Are there existing_entries for plugins, like with importers?

78 views
Skip to first unread message

John Koala

unread,
Sep 12, 2022, 7:11:39 AM9/12/22
to Beancount
Hi,

Yes, sorry, in the context of V2 still I'm afraid...

Perhaps you already know of a "fuzzy string matcher" for transaction narrations/payees?

I didn't have much luck with "smart_importer" and decided the scipy/numpy/etc dependency was a PITA so am (or was) thinking to knock up a plugin to complete my imported transactions.

Is a plugin the correct idea?

I noted that the importer is provided with an `existing_entries` list of transactions, which seems a very useful suite of items to match against.  But can I reach that from the plugin?

Where/how? and is that even a good idea?  (its not going to re-read the entire history for every imported transaction is it? Hmm, I'd tolerate that nonetheless :-))  I'm assuming a `beancount.loader.load_file` inside the plugin would create some recursive sillyness?

Thanks.

Daniele Nicolodi

unread,
Sep 13, 2022, 6:43:25 PM9/13/22
to bean...@googlegroups.com
On 12/09/2022 11:54, John Koala wrote:
> Hi,
>
> Yes, sorry, in the context of V2 still I'm afraid...
>
> Perhaps you already know of a "fuzzy string matcher" for transaction
> narrations/payees?

I am not sure I grok the question: how could a fuzzy string matcher be
specialized for transaction narrations or payees?

> I didn't have much luck with "smart_importer" and decided the
> scipy/numpy/etc dependency was a PITA so am (or was) thinking to knock
> up a plugin to complete my imported transactions.

Fuzzy matching strings is not all there is to write a machine learning
classifiers. I think that 'pip install scikit-learn' is immensely easier
than rolling your own algorithms.

Maybe if you provide more details on how smart_importer does not work
for you, someone can help you in making it work.

> Is a plugin the correct idea?

I don' think so.

A plugin operates on the transactions read from a ledger after beancount
after booking (the process for which all the postings in all the
transactions are balanced, padding amounts are calculated, lots are
computed, etc...). The transactions processed in this phase already need
to have all postings completed.

Also, a plugin does not have a way to serialize the completed
transactions into a ledger. Unless you hack something together, your
plugin would run every time you load your ledger and will have to do its
job again. This would make fixing any mistake the automatic
categorization algorithms does rather cumbersome.

Why do you thing a plugin is a better approach?

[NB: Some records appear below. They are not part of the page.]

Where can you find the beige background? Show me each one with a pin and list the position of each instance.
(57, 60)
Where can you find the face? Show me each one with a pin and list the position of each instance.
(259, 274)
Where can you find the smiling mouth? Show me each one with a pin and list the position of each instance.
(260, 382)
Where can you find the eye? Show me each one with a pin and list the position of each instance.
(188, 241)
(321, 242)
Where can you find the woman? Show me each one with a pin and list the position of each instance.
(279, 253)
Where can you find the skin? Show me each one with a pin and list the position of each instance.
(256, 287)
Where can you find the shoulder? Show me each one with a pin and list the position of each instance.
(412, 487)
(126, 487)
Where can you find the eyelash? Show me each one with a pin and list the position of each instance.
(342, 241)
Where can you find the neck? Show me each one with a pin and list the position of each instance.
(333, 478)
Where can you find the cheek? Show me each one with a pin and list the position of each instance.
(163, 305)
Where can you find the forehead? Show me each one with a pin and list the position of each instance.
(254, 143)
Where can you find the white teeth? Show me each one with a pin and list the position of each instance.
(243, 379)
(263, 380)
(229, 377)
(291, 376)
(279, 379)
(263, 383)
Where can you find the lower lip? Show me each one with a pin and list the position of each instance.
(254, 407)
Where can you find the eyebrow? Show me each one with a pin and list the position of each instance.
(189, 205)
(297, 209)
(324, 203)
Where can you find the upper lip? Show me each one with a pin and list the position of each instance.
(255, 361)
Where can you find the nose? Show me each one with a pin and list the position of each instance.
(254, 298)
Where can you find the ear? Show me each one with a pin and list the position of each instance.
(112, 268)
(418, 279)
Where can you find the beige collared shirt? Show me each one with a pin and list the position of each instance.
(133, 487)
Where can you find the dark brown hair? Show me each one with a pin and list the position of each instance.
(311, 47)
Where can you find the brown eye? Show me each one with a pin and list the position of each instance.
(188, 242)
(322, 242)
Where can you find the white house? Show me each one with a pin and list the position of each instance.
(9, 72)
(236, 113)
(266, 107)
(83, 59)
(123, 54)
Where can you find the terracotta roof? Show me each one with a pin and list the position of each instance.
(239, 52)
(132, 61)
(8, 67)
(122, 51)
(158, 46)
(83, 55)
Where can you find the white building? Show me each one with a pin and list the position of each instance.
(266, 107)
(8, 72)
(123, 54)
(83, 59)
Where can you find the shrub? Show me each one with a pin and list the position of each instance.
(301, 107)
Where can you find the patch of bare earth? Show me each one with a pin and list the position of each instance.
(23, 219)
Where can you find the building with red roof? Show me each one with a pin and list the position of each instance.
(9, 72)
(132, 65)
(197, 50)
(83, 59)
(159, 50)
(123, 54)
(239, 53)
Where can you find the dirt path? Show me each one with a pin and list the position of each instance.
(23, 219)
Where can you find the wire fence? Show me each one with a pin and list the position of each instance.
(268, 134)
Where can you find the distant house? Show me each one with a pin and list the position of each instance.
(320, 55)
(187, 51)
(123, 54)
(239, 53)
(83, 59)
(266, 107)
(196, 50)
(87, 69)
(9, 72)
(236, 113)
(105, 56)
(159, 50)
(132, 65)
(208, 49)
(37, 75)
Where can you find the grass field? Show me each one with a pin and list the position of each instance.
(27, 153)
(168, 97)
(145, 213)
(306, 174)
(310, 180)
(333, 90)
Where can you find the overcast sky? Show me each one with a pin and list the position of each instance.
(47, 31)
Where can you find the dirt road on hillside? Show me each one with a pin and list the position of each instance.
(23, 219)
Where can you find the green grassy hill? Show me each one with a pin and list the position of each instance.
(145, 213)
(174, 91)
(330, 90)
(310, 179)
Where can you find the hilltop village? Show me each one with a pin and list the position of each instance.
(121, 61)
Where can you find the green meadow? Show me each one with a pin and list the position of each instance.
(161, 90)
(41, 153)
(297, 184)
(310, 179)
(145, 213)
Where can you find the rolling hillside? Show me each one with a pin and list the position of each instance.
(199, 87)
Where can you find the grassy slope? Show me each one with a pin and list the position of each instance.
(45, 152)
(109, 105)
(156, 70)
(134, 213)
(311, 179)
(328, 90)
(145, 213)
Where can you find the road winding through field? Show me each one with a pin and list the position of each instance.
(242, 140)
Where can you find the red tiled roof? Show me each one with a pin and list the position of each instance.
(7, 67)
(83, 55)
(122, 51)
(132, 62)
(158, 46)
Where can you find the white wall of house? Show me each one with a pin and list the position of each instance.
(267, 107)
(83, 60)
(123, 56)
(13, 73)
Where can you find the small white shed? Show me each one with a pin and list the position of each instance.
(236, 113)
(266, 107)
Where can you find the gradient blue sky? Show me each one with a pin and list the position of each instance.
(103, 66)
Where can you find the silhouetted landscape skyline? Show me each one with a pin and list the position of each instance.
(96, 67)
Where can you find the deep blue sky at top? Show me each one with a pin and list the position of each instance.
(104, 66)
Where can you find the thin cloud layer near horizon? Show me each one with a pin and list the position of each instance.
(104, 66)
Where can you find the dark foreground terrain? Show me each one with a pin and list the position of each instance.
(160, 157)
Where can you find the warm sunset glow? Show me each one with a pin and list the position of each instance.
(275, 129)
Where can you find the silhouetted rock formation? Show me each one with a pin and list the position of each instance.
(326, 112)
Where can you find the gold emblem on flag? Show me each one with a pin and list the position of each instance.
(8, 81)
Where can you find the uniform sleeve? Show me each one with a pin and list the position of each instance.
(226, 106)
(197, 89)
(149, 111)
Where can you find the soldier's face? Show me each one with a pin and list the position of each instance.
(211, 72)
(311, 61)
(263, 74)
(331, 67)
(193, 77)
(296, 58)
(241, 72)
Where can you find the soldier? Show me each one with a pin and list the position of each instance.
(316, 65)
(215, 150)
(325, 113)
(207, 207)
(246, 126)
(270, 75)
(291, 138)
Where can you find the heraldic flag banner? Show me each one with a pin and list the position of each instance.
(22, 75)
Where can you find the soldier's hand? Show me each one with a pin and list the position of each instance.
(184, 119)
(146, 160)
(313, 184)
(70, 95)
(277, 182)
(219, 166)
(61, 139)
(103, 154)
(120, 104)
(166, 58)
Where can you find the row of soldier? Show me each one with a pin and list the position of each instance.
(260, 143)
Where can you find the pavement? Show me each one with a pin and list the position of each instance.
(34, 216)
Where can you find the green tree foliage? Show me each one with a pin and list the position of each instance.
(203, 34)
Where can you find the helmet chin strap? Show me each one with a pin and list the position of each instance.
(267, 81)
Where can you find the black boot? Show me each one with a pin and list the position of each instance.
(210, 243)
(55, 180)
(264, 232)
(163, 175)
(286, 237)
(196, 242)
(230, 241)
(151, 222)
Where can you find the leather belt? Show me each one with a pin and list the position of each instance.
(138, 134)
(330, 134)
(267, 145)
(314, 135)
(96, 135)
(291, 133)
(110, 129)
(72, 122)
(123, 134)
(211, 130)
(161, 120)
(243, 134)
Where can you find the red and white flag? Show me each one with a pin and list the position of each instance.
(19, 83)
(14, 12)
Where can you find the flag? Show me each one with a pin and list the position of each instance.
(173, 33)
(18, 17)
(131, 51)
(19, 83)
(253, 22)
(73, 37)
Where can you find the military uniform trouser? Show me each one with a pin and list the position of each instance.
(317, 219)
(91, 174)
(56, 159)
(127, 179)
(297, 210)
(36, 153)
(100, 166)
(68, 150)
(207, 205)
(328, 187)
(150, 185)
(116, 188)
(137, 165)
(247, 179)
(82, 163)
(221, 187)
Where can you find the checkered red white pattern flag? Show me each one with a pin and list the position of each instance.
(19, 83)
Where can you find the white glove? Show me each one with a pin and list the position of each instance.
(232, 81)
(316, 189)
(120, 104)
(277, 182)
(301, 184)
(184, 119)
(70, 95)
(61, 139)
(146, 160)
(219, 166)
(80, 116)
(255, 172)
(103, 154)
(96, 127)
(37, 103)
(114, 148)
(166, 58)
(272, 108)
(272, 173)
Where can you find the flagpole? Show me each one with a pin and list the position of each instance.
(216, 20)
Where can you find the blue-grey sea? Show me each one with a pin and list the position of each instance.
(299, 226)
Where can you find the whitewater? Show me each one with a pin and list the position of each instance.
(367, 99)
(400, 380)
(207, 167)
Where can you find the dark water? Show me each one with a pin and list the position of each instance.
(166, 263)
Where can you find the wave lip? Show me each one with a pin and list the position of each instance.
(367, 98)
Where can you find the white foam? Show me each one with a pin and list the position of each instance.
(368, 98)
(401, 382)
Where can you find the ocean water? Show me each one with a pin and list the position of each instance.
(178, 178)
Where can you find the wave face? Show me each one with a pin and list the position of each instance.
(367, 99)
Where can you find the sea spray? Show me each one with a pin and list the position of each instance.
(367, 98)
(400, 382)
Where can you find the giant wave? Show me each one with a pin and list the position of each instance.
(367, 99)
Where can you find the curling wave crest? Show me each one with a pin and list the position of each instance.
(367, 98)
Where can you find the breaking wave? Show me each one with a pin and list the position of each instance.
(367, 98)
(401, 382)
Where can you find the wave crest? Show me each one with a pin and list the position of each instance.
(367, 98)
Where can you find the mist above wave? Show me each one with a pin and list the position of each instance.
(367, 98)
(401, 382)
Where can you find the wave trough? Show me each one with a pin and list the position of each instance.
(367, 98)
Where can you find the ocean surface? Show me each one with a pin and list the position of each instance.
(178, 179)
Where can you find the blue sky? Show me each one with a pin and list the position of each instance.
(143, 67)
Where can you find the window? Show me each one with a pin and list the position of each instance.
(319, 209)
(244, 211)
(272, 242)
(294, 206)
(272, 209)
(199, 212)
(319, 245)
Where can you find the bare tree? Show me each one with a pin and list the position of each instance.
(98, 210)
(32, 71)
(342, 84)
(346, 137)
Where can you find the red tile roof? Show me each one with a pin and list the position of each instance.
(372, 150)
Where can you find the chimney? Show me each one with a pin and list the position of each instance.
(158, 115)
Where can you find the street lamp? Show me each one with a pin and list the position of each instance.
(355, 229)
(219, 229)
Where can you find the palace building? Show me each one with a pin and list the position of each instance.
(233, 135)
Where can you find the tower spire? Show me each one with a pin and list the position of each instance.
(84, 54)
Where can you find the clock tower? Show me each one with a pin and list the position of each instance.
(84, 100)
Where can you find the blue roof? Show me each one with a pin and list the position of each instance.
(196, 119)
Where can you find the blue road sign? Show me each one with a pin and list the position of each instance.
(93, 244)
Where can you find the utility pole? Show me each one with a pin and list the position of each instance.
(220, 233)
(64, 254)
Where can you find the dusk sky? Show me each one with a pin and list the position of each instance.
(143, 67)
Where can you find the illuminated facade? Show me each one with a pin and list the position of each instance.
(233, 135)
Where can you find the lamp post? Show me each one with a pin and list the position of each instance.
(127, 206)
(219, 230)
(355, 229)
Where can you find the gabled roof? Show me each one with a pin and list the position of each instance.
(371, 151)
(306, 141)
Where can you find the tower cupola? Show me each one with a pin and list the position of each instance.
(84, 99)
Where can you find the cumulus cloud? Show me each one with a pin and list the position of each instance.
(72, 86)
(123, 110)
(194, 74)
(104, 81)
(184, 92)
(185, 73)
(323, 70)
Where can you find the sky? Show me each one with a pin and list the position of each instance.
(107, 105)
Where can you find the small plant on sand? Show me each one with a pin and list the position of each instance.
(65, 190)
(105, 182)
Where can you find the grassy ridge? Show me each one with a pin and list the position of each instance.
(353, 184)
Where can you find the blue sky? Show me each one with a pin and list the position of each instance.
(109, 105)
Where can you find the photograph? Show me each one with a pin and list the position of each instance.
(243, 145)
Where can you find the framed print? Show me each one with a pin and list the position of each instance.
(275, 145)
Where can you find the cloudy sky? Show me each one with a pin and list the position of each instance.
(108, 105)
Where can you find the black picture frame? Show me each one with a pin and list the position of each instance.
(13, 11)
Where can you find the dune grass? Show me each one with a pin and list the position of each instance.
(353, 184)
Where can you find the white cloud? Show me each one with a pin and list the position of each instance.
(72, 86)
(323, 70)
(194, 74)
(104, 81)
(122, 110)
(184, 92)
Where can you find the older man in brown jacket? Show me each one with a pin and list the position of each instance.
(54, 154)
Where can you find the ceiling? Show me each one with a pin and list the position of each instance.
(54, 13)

> I noted that the importer is provided with an `existing_entries` list of
> transactions, which seems a very useful suite of items to match
> against.  But can I reach that from the plugin?

That what? A plugin as access to all the transactions in the ledger on
which Beancount is operating. In this context there isn't the notion of
another ledger to which a batch of transactions will be added to.

> Where/how? and is that even a good idea?  (its not going to re-read the
> entire history for every imported transaction is it? Hmm, I'd tolerate
> that nonetheless :-))  I'm assuming a `beancount.loader.load_file`
> inside the plugin would create some recursive sillyness?

The beancount parser and loader are capable of loading more than one
file in the same process. However, there is no protection from a plugin
that recursively tries to load the Beancount ledger from which it has
been invoked. If you want to try the ledger filename is available as the
"filename" entry to the "options_map" passed to the plugin entry point.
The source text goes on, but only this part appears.